Hi, I wanted to enabled "Reject sender and login mismatch", because I think its a sensible solution for most users. But I want for specific accounts, which I control myself (like remote webservers...) that those can send from any address they want. I see the "mysql:/etc/postfix/mysql-virtual_sender.cf" comes before the reject, so from what I known, getting the permission in there would solve my problem. But I did not succeed in finding the right spot for this, any configuration I do in Relay Recipients and Transports does not change anything. Anywhere in this forum it always says "mail_access" should be empty: https://www.howtoforge.com/community/threads/relay-access-denied-when-sending-from-mail-client.63329/#post-303082 Is this table only to disable mail access, or am I unable to find the right spot to do this? I hope this is not an already answered question but I searched already for a solution here and found nothing.
So you only want the sender/login check for the authentificated users, not for local users like webserver? Untested, but try playing with reject_authenticated_sender_login_mismatch See corresponding man page: http://www.postfix.com/postconf.5.html
Local IPs in `$my_networks` are allowed to send whatever they want to, I only enforce this: for my users. But I want an authenticated account, which can send whatever it wants to do (like without `reject_authenticated_sender_login_mismatch`, e.g., for a remote webserver which authenticates to my mail relay and does not have to be in `$my_networks`.

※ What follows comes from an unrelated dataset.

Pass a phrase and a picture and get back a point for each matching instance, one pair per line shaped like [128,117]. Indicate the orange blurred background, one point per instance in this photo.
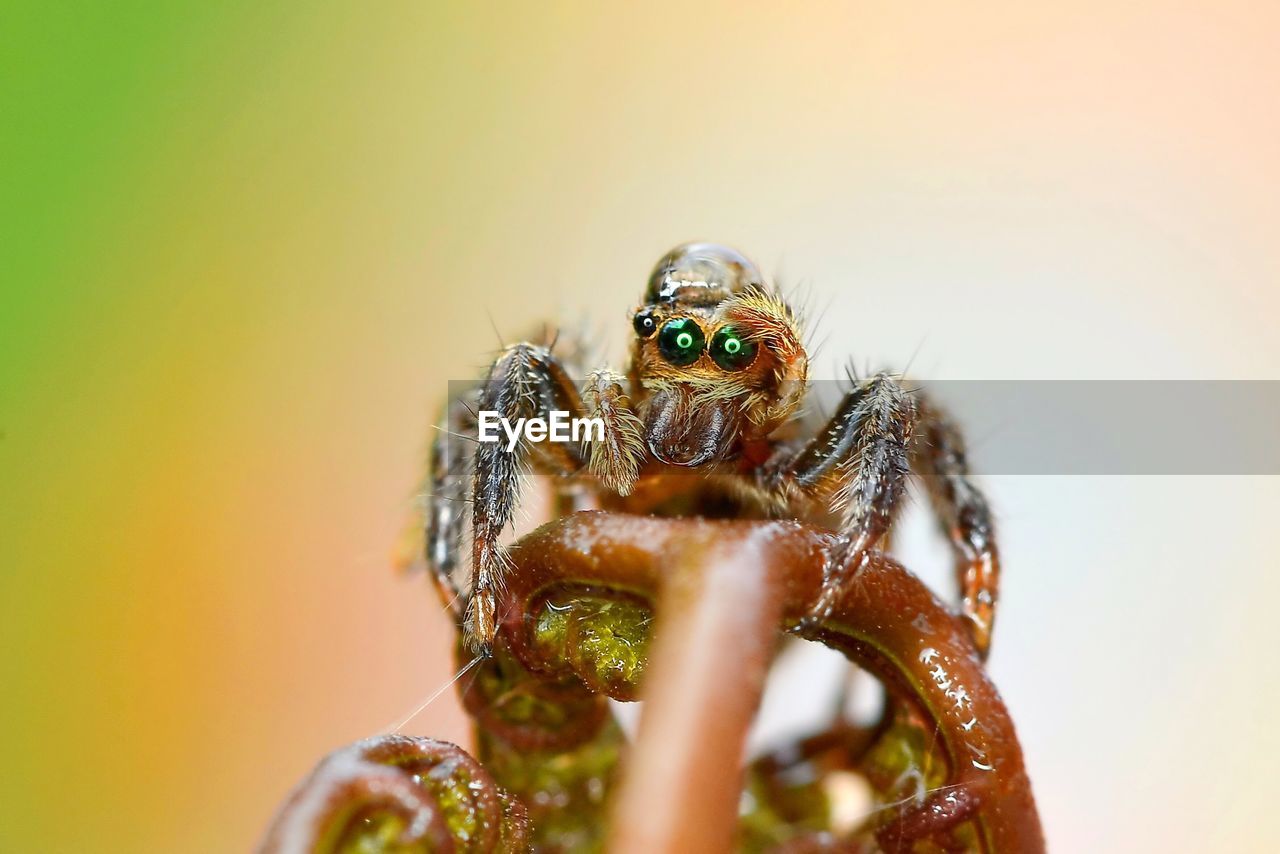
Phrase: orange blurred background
[248,243]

This function is either on or off. I think, there is no easy solution for that. If you know all the addresses a user should sent mails from, you can define them as aliases (Make an alias in ispconfig, and make sure, "Send as (Allow target to send mail using this alias as origin)" is ticked). I don't know, if wildcard aliases can be done (maybe the database has to be edited by hand for that, look for the sendAs fiel) Otherwise you have to edit "/etc/postfix/mysql-virtual_sender_login_maps.cf" to make an exception for a specific user. But I can't help you with that. You can add this hostname/IP to $my_networks Another thing you could try (untested) is to add "check_sasl_access hash:/etc/postfix/somefilename" as first part of "smtpd_sender_login_maps" Than in that file allow the usernames: Code: username1 OK username2 OK [edit] Found a (slightly different) solution here: https://listi.jpberlin.de/pipermail/postfixbuch-users/2017-January/064906.html If you don't know German and google does a bad job translating, I could do that for you.
That's exactly what I was looking for! Thank you very much. (Ja ich kann Deutsch, vielen lieben Dank für das Angebot.)